Ses dernières paroles furent ponctuées par le spectaculaire assombrissement de l’unique lampe de la pièce.
— Ah, dit Greenval, voilà douze heures que nous n’avons plus de carburant. Vous le saviez, colonel ? Et maintenant, les accus au plomb sont pratiquement à plat. Dans deux minutes, le capitaine Diredr sera là pour nous communiquer les ultimes conseils des gens de l’entretien : « Je vous demande pardon, mon général, mais les derniers bassins vont geler temporairement. Le Génie vous prie de bien vouloir vous associer à l’arrêt définitif. »
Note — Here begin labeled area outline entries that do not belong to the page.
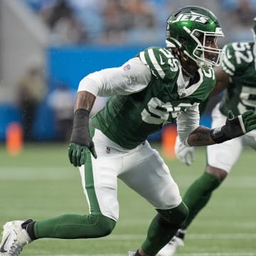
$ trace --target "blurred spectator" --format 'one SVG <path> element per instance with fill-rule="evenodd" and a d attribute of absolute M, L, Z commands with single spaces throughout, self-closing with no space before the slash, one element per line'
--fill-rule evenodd
<path fill-rule="evenodd" d="M 53 111 L 57 139 L 69 142 L 70 138 L 76 91 L 60 82 L 48 98 L 48 105 Z"/>
<path fill-rule="evenodd" d="M 35 65 L 22 75 L 18 82 L 18 104 L 21 112 L 24 140 L 33 139 L 33 125 L 38 107 L 44 100 L 47 85 L 43 67 Z"/>
<path fill-rule="evenodd" d="M 222 0 L 224 33 L 228 41 L 252 40 L 251 28 L 256 16 L 256 0 Z"/>
<path fill-rule="evenodd" d="M 57 0 L 53 6 L 41 9 L 38 14 L 52 32 L 53 43 L 87 41 L 86 28 L 78 21 L 66 0 Z"/>
<path fill-rule="evenodd" d="M 148 31 L 151 31 L 151 39 L 154 38 L 152 29 L 156 27 L 156 14 L 145 0 L 108 0 L 102 14 L 103 43 L 142 43 L 142 40 L 144 43 Z M 139 36 L 137 40 L 134 40 L 134 36 L 133 40 L 129 38 L 132 33 Z"/>

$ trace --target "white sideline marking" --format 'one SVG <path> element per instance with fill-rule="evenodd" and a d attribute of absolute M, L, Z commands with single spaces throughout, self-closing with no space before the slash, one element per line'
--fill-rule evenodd
<path fill-rule="evenodd" d="M 124 256 L 122 254 L 81 254 L 81 255 L 55 255 L 54 256 Z M 189 252 L 177 255 L 178 256 L 255 256 L 255 252 Z M 38 255 L 38 256 L 53 256 L 50 255 Z"/>
<path fill-rule="evenodd" d="M 110 235 L 107 237 L 102 238 L 101 239 L 106 240 L 139 240 L 144 239 L 144 235 Z M 208 240 L 208 239 L 256 239 L 256 233 L 227 233 L 227 234 L 196 234 L 196 233 L 188 233 L 186 239 L 201 239 L 201 240 Z M 256 255 L 256 254 L 255 254 Z"/>

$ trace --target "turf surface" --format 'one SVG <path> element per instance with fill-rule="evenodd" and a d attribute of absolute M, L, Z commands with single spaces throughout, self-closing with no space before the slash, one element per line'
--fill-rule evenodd
<path fill-rule="evenodd" d="M 161 148 L 158 144 L 154 147 Z M 87 213 L 79 171 L 68 162 L 68 145 L 26 144 L 10 156 L 0 146 L 0 225 L 10 220 L 41 220 L 63 213 Z M 190 226 L 183 256 L 256 255 L 255 152 L 246 149 L 208 206 Z M 192 166 L 166 159 L 181 194 L 203 171 L 204 148 L 197 148 Z M 138 195 L 119 183 L 119 220 L 105 238 L 42 239 L 21 255 L 126 255 L 144 240 L 155 211 Z"/>

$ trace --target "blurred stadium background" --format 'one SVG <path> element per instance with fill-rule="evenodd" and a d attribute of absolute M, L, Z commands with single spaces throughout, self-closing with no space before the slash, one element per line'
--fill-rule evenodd
<path fill-rule="evenodd" d="M 73 105 L 66 103 L 73 102 L 79 81 L 90 72 L 118 66 L 146 47 L 164 46 L 166 18 L 186 5 L 205 6 L 216 14 L 225 34 L 220 47 L 253 40 L 256 0 L 0 1 L 0 225 L 16 218 L 87 212 L 78 172 L 68 163 L 68 135 L 60 136 L 61 127 L 68 133 L 73 116 Z M 5 142 L 14 128 L 10 124 L 26 122 L 21 107 L 24 87 L 36 99 L 30 110 L 34 119 L 32 124 L 27 120 L 31 134 L 14 157 Z M 59 90 L 68 94 L 58 94 Z M 203 124 L 210 125 L 210 110 L 217 100 L 210 102 Z M 67 122 L 60 127 L 57 118 L 63 115 Z M 23 132 L 28 132 L 26 127 Z M 158 133 L 149 140 L 166 157 L 183 193 L 203 170 L 204 148 L 196 149 L 195 163 L 187 168 L 165 155 L 161 138 Z M 256 255 L 254 154 L 246 149 L 191 225 L 188 246 L 178 255 Z M 117 256 L 136 249 L 154 213 L 121 183 L 119 199 L 120 220 L 110 238 L 99 242 L 44 240 L 23 255 Z"/>
<path fill-rule="evenodd" d="M 30 140 L 63 139 L 58 137 L 56 111 L 65 111 L 60 105 L 66 107 L 70 119 L 70 105 L 65 104 L 70 100 L 52 92 L 64 87 L 75 92 L 89 73 L 118 66 L 145 47 L 165 45 L 166 18 L 172 10 L 191 4 L 218 16 L 226 36 L 220 46 L 252 39 L 256 0 L 1 1 L 0 141 L 10 122 L 26 122 L 21 102 L 28 93 L 21 85 L 33 91 L 38 103 L 28 110 L 35 111 L 34 119 L 26 121 Z M 209 124 L 209 117 L 203 117 Z M 25 132 L 30 129 L 25 128 Z"/>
Il imitait la voix aiguë de son collaborateur.
Greenval se leva, se pencha au-dessus de son bureau. Ses doutes disparurent une fois de plus et il retrouva son ton cassant habituel.
— D’ici là, je veux clarifier deux ou trois points concernant vos ordres et votre avenir. Oui, je vous ai transférée parce que je ne veux pas risquer de vous perdre dans cette mission. Votre sergent Unnerby et moi-même avons longuement parlé de vous. Nous avons eu neuf ans pour vous exposer à des risques presque illimités et observer comment votre esprit fonctionne lorsque des milliers de vies dépendent d’une réponse correcte. Le moment est venu de vous mettre sur la touche, de vous retirer des opérations spéciales. Vous êtes l’un des plus jeunes colonels des temps modernes ; après cette Ténèbre, vous serez le plus jeune général.
— Uniquement si la Mission Underhill réussit.
— Ne m’interrompez pas. Quelle que soit l’issue du Machin Underhill, les conseillers du Roi savent à quel point vous êtes compétente. Que je survive ou non à cette Ténèbre, vous allez occuper mon poste quelques années après le démarrage du Nouveau Soleil – et le temps de la prise de risques personnels devra être révolu. Si votre M. Underhill survit, épousez-le, faites-lui des enfants, j’en ai rien à cirer. Mais vous ne devrez jamais plus prendre de risques vous-même.